Some officials warn that the remaining American troops in Syria are more vulnerable to attack since cuts Mr. Trump ordered last fall, and point to a clash with Russian troops in the northeast last month that left seven American soldiers injured. General McKenzie called that episode, in which a Russian armored vehicle rammed an American ground patrol, “reckless.”
Analysts of military policy also note that, even as Mr. Trump has withdrawn several thousand troops from Iraq and Afghanistan, he has ordered nearly twice that many, about 14,000 forces, to the Persian Gulf region in the past year or so in response to Iranian attacks and provocations.
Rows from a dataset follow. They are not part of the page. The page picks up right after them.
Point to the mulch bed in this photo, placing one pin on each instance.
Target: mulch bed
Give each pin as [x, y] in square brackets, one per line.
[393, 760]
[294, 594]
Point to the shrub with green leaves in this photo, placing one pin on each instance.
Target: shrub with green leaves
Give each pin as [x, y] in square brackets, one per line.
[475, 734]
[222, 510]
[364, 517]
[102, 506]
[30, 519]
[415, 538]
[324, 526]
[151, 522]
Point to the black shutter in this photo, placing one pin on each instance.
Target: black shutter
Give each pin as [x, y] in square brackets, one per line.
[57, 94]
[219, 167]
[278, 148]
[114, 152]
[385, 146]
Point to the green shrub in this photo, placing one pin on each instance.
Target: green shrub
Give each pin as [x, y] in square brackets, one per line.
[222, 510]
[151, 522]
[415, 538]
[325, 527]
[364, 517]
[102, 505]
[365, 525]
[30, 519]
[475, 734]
At any given time, 45,000 to 65,000 American troops are in the region, spread out between Jordan and Oman, assigned to operate airfields, run key headquarters, sail warships and fly warplanes, and stage for deployments to places such as Iraq and Afghanistan. The numbers change substantially depending on the presence of an aircraft carrier strike group or two in the region, and whether a large group of Marines is afloat in those waters.
Mr. Trump has long vowed to withdraw all U.S. forces from both Iraq and Syria. “We’re bringing them home from Syria. We’re bringing them home from Iraq,” he said on “Fox & Friends” last month. “These endless wars, they never stop.”
In a meeting with journalists after the White House gathering last month, Mr. al-Kadhimi reaffirmed the need for American military assistance in fighting remnants of the Islamic State.
“ISIS sleeper cells are still operating in Iraq,” said Mr. al-Kadhimi, a former chief of Iraqi intelligence, speaking through an interpreter. “The threat is still there.”
Indeed, the Islamic State in Iraq is still able to wage a low-tech, low-cost, largely rural — and lethal — campaign, American and Iraqi counterterrorism officials say. While ISIS has not carried out attacks on the scale that it did a few years ago, the number of attacks began to grow again this year.